Nu verweerder in dezen een discretionaire bevoegdheid heeft, is hij op grond van artikel 3:4, lid 1, van de Awb gehouden de rechtstreeks bij het besluit betrokken belangen af te wegen, behoudens voor zover niet uit een wettelijk voorschrift of uit de aard van de uit te oefenen bevoegdheid een beperking voortvloeit. Van dit laatste is naar het oordeel van de rechtbank geen sprake. Vervolgens bepaalt het tweede lid van artikel 3:4 Awb dat de voor een of meer belanghebbenden nadelige gevolgen niet onevenredig mogen zijn in verhouding tot de met het besluit te dienen doelen. Naar het oordeel van de rechtbank leidt een dergelijke belangenafweging op grond van de in de vorige alinea opgenomen overwegingen tot hetzelfde resultaat. De rechtbank voegt daaraan toe dat de ook de belangen van de gemachtigde rechtstreeks door het onderhavige besluit worden getroffen. Nu verweerder heeft erkend dat het voor de gemachtigde zelf onredelijk bezwarend is langs elektronische weg aangifte te doen treft hij naar het oordeel van de rechtbank de gemachtigde via de omweg van zijn cliënt onevenredig zwaar.
Op grond van het voorgaande heeft de rechtbank de beroepen gegrond verklaard.
Nu de beroepen gegrond zijn komt de rechtbank niet toe aan de principiële bezwaren van de gemachtigde tegen voornoemde regelgeving en zijn opvattingen over het nut en de doelmatigheid daarvan. Dat geldt eveneens voor het beroep van eiseres op EU-recht en op de (andere) beginselen van behoorlijk bestuur.
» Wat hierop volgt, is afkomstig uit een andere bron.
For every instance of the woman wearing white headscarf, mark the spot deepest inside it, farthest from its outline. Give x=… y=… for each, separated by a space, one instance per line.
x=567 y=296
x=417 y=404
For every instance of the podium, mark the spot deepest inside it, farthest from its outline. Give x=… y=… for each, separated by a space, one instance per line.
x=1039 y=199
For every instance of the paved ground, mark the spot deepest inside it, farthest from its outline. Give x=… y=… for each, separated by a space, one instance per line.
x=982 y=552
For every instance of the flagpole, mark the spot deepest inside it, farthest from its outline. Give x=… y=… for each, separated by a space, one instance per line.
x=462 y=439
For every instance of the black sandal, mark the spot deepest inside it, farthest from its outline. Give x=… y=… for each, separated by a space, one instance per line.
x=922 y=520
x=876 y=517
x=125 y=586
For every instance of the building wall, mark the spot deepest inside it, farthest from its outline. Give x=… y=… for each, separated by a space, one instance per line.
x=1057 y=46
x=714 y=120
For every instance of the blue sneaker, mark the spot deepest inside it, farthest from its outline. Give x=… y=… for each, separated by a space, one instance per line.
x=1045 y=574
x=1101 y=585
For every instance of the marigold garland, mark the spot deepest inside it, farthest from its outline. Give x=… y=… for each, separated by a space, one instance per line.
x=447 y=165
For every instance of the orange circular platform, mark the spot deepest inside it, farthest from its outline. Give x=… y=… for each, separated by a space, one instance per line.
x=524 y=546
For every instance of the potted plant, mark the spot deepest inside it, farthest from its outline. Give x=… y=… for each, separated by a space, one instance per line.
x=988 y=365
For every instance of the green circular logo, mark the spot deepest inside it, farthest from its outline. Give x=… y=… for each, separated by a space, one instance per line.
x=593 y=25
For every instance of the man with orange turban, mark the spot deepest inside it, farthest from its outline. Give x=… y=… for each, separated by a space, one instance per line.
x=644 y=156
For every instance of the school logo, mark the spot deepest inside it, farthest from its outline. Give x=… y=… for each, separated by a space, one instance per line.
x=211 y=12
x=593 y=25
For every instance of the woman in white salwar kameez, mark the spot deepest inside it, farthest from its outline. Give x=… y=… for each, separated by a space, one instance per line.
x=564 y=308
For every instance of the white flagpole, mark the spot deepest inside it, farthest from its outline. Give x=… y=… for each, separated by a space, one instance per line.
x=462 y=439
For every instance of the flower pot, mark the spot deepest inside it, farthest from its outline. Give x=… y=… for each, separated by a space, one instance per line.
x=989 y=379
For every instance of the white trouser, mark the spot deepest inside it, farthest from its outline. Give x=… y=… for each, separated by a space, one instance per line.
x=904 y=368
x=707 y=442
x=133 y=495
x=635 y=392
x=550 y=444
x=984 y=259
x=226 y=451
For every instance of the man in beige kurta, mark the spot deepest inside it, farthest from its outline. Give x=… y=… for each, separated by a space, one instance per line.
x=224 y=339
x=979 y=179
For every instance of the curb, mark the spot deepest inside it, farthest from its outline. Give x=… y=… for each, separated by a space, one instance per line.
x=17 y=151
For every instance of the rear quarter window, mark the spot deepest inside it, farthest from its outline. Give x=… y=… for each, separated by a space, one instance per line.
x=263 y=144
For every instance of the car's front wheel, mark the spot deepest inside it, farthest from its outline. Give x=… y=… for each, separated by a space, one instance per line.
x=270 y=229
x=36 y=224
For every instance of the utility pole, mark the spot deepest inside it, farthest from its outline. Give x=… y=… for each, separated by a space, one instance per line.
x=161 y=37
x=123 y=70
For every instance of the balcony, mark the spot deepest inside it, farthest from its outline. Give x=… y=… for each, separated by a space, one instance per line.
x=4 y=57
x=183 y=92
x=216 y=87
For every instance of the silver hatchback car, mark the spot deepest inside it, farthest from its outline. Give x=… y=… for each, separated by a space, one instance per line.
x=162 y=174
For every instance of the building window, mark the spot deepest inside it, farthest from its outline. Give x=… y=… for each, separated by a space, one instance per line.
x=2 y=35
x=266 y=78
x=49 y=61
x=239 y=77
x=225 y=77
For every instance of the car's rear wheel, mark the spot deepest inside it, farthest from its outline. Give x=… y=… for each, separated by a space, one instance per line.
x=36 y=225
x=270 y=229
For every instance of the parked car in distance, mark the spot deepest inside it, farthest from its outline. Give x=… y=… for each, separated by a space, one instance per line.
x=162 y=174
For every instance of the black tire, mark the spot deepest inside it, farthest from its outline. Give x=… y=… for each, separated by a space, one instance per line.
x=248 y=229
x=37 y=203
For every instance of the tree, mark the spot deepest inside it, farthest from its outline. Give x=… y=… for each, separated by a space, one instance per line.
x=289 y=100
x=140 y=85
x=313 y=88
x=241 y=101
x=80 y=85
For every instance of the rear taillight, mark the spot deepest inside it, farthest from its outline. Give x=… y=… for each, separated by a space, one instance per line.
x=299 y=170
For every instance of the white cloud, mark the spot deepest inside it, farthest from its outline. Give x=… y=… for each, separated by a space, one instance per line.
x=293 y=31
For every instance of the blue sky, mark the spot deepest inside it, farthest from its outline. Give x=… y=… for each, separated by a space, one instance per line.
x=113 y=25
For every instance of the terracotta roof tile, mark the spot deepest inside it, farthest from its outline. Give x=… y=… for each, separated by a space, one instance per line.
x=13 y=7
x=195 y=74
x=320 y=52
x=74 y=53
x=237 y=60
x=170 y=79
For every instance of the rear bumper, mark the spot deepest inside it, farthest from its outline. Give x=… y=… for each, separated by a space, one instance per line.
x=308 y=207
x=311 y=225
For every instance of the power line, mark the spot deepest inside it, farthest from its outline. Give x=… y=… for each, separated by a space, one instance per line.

Nu de beroepen gegrond zijn veroordeelt de rechtbank verweerder op grond van artikel 8:75 van de Awb veroordelen in de proceskosten van eiseres. De kosten van door de gemachtigde beroepsmatig verleende rechtsbijstand zijn op de voet van de bijlage van het Besluit proceskosten bestuursrecht (hierna: het Besluit) vastgesteld op 2 (proceshandelingen: beroepschrift, verschijnen ter zitting) x 1 (wegingsfactor gewicht van de zaak) x 1 (samenhangende zaken als bedoeld in artikel 3 van het Besluit) x € 322 ofwel € 644, te verdelen over beide zaken. Dat eiseres voor het overige kosten heeft gemaakt die op grond van het Besluit voor vergoeding in aanmerking komen, is gesteld noch gebleken. De rechtbank wijst de Staat der Nederlanden aan als de rechtspersoon die de griffierechten moet vergoeden.
Tevens dient, nu de beroepen gegrond zijn, op grond van artikel 8:74, eerste lid, van de Awb, aan eiseres de door haar betaalde griffierechten van € 37 (beroep 05/1289) en € 138 (beroep 05/1290) te worden vergoed. De rechtbank wijst de Staat der Nederlanden aan als de rechtspersoon die de griffierechten moet vergoeden.
Deze uitspraak is vastgesteld door mr. J.P.F. Slijpen. De beslissing is op 28 oktober 2005 in het openbaar uitgesproken, in tegenwoordigheid van H. van Lingen, griffier.
Afschrift aangetekend
verzonden aan partijen op:
Rechtsmiddel
Tegen deze uitspraak kunnen partijen binnen zes weken na de verzenddatum:
- hoger beroep instellen bij het gerechtshof te 's-Gravenhage (belastingkamer), Postbus 20021, 2500 EA Den Haag; dan wel
- beroep in cassatie instellen bij de Hoge Raad der Nederlanden (belastingkamer), Postbus 20303, 2500 EH Den Haag, mits de wederpartij daarmee schriftelijk instemt.
N.B. Bij het bestuursorgaan berust de bevoegdheid tot het instellen van beroep in cassatie niet bij de ambtenaar die de procedure voor de rechtbank heeft gevoerd.
Bij het instellen van hoger beroep dan wel beroep in cassatie dient het volgende in acht te worden genomen:
1 - bij het beroepschrift wordt een afschrift van deze uitspraak overgelegd.
2 - het beroepschrift moet ondertekend zijn en ten minste het volgende vermelden:
a. de naam en het adres van de indiener;
b. een dagtekening;
c. een omschrijving van de uitspraak waartegen het hoger beroep dan wel het beroep in cassatie is ingesteld;
d. de gronden van het hoger beroep dan wel het beroep in cassatie.
Bij het instellen van beroep in cassatie dient daarnaast het volgende in acht te worden genomen:
1 - bij het beroepschrift wordt een schriftelijke verklaring van de wederpartij gevoegd, inhoudende dat wordt ingestemd met het instellen van beroep in cassatie tegen de uitspraak van de rechtbank;
2 - tenzij de Hoge Raad anders bepaalt, zal de rechtbank deze mondelinge uitspraak vervangen door een schriftelijke. In dat geval krijgt de indiener de gelegenheid de gronden van het beroep in cassatie alsnog aan te voeren of aan te vullen.